Machado de Assis: Um Labirinto Que Ainda Não Deciframos
- Tramatura
- 4 de ago.
- 3 min de leitura

Machado de Assis não escreveu para impressionar. Escreveu para intrigar. Cada linha, cada vírgula, cada aparente simplicidade em sua prosa é uma armadilha sutil, pronta para capturar o leitor desavisado. Mais de um século depois, ainda tropeçamos nesses laços invisíveis, tentando entender como um homem que nasceu em um morro do Rio de Janeiro, sem diploma, sem salões literários, transformou-se no mais complexo dos escritores brasileiros.
E talvez a resposta esteja em seus próprios livros — todos eles. Não apenas nos romances consagrados que as escolas exaltam, mas também nas primeiras incursões, nos contos publicados no Jornal das Famílias, nos romances em que a ironia ainda era contida, sussurrada, não o grito cáustico de Brás Cubas. É aí que reside a proposta da Coleção Machado de Assis, da Tramatura: redescobrir Machado como quem percorre um labirinto. Sem pressa. Sem atalhos.
A Jornada Começa Pelas Primeiras Palavras
O projeto, que visa publicar a trajetória completa de Machado, começou pelo início. Parece óbvio, mas não é. Ao invés de saltar diretamente para os títulos que todos conhecem, a coleção nos leva ao Machado em formação, aquele que experimentava estilos, que esculpia sua identidade em meio às convenções do Romantismo.
Em Contos Fluminenses, encontramos o jovem Machado de Assis cronista da vida carioca, atento às vaidades e melancolias de personagens que poderiam ter passado por nós na rua. São histórias que impressionam ainda hoje, não por retratarem um Brasil que se foi, mas por desnudarem uma humanidade que persiste: aqui está o primeiro segredo de Machado de Assis: nós nos vemos nos sentimentos e atitudes dos personagens diante dos dilemas que a eles se apresentam.

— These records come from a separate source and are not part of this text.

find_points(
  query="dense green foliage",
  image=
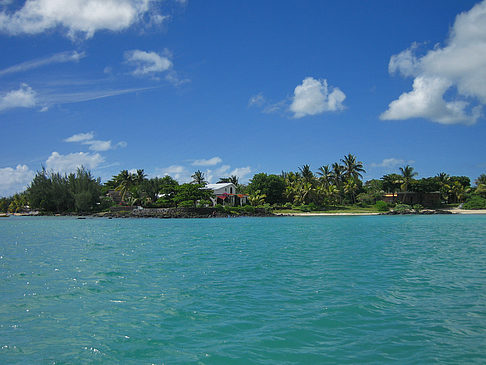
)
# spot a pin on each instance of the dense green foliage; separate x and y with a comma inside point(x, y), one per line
point(56, 193)
point(475, 202)
point(332, 186)
point(272, 186)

Logo depois, com Ressurreição, seu primeiro romance, Machado testa os moldes do folhetim sentimental, mas com sutilezas que escapam aos olhos apressados. O amor, a desconfiança, o ciúme — tudo está ali, mas com um subtexto de dúvida, de hesitação, como se o próprio autor desconfiasse da sinceridade das palavras que escreve. É o começo de sua ironia sussurrada.
Já em Histórias da Meia-Noite, a máscara do contista se ajusta com mais firmeza. São histórias que flertam com os dramas e humanos de uma forma ironica e crítica, às vezes debochada, mas que, acima de tudo, reafirmam o olhar aguçado de um autor que enxerga nas entrelinhas da vida a matéria-prima da literatura.
A Coleção Como Um Fio de Ariadne
A Coleção Machado de Assis, da Tramatura, não se limita a republicar os livros. Cada volume é acompanhado de uma introdução que situa o leitor na época, no espírito e nas minúcias de cada obra. As anotações ao longo do texto não interrompem a leitura — pelo contrário, oferecem pequenas chaves para abrir portas que muitos leitores sequer percebem.
É um trabalho de curadoria atento, mas que se mantém discreto, como um guia que conhece o caminho, mas permite que o viajante descubra as paisagens por si mesmo.

Mais que uma coleção, é um convite a ver Machado de Assis de perto. A escutar sua voz nas páginas menos citadas (preparando o leitor para conhecer a plenitude que é capaz de conquistar o mundo com BRás Cubas e Dom Casmurro), a entender que sua genialidade foi sendo lapidada, texto a texto, conto a conto, romance a romance, até formar um dos escritores mais importantes da literatura universal.
Machado de Assis: Uma Descoberta em Curso
Os três primeiros livros são apenas o começo. O projeto segue em frente, com a ambição de construir um verdadeiro relicário literário, onde o leitor possa acompanhar a evolução do autor mais estudado — e ainda assim, o mais surpreendente — da literatura brasileira.
Ler Machado de Assis é um ato de descoberta. E a Coleção Tramatura é o fio condutor. O labirinto, como sempre, é todo dele.